Merge pull request #403 from UBC-DSCI/rohan-edits

trevorcampbell · web-flow · commit 9cb2c093bff6 · 2021-12-09T12:33:58.000-08:00
Rohan Alexander edits
diff --git a/clustering.Rmd b/clustering.Rmd
@@ -1098,4 +1098,4 @@ please follow the instructions for computer setup needed to run the worksheets
 found in Chapter \@ref(move-to-your-own-machine).
 
 ## Additional resources
-- Chapter 10 of [*An Introduction to Statistical Learning*](https://www.statlearning.com/) [-@james2013introduction] provides a great next stop in the process of learning about clustering and unsupervised learning in general. In the realm of clustering specifically, it provides a great companion introduction to K-means, but also covers *hierarchical* clustering for when you expect there to be subgroups, and then subgroups within subgroups, etc., in your data. In the realm of more general unsupervised learning, it covers *principal components analysis (PCA)*, which is a very popular technique in scientific applications for reducing the number of predictors in a dataset. 

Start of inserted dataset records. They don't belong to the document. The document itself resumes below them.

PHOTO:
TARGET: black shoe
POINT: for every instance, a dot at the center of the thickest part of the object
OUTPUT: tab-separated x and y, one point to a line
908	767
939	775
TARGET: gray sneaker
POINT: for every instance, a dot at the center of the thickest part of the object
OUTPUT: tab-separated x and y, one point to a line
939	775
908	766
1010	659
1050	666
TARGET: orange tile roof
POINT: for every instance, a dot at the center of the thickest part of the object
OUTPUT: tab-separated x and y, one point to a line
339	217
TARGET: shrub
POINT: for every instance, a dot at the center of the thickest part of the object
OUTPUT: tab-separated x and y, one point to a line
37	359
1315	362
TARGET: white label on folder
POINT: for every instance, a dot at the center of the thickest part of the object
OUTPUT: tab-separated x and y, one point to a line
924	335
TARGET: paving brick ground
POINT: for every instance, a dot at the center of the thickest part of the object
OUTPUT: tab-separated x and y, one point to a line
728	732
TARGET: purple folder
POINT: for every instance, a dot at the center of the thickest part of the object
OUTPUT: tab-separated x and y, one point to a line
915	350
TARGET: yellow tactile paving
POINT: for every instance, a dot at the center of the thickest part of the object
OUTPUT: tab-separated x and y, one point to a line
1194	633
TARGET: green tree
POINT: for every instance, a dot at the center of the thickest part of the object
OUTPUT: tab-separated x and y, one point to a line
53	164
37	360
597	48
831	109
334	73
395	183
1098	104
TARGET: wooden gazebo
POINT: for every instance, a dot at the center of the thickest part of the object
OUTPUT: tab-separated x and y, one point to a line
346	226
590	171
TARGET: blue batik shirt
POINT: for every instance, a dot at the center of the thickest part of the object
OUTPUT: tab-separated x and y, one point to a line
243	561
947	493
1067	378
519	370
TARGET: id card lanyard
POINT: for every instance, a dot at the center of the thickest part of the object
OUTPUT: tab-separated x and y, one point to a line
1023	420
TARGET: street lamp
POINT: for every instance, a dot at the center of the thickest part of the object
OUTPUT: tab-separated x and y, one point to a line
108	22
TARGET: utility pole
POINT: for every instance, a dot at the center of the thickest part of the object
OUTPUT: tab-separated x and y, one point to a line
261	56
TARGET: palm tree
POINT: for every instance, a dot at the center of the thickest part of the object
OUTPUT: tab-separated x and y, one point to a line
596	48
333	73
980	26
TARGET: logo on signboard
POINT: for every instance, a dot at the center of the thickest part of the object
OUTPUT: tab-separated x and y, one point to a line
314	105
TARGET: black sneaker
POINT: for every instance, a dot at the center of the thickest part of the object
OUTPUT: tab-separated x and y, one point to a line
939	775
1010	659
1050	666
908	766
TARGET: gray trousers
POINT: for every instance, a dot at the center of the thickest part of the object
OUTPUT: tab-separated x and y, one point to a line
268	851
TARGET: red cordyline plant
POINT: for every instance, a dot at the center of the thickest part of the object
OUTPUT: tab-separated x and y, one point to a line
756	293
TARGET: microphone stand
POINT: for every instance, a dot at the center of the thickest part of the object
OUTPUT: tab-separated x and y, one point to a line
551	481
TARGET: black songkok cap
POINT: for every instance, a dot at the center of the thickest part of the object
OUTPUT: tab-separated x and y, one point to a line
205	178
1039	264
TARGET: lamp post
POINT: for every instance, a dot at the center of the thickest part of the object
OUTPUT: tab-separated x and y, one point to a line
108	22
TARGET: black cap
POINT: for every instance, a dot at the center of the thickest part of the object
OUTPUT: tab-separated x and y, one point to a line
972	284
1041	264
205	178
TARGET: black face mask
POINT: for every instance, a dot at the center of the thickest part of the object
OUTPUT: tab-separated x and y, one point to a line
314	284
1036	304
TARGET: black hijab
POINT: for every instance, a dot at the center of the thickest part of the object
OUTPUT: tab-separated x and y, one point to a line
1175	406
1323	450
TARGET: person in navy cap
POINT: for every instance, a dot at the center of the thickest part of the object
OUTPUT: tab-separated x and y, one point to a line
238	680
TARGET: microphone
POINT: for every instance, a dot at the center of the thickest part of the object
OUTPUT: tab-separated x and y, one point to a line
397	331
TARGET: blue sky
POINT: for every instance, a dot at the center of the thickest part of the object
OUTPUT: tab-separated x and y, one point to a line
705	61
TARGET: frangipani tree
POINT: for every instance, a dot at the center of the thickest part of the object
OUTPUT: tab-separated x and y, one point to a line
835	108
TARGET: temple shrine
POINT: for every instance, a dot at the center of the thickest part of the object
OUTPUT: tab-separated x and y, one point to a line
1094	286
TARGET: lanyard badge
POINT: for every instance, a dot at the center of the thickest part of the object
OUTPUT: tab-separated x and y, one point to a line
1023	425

+- Chapter 10 of [*An Introduction to Statistical Learning*](https://www.statlearning.com/) [-@james2013introduction] provides a great next stop in the process of learning about clustering and unsupervised learning in general. In the realm of clustering specifically, it provides a great companion introduction to K-means, but also covers *hierarchical* clustering for when you expect there to be subgroups, and then subgroups within subgroups, etc., in your data. In the realm of more general unsupervised learning, it covers *principal components analysis (PCA)*, which is a very popular technique for reducing the number of predictors in a dataset. 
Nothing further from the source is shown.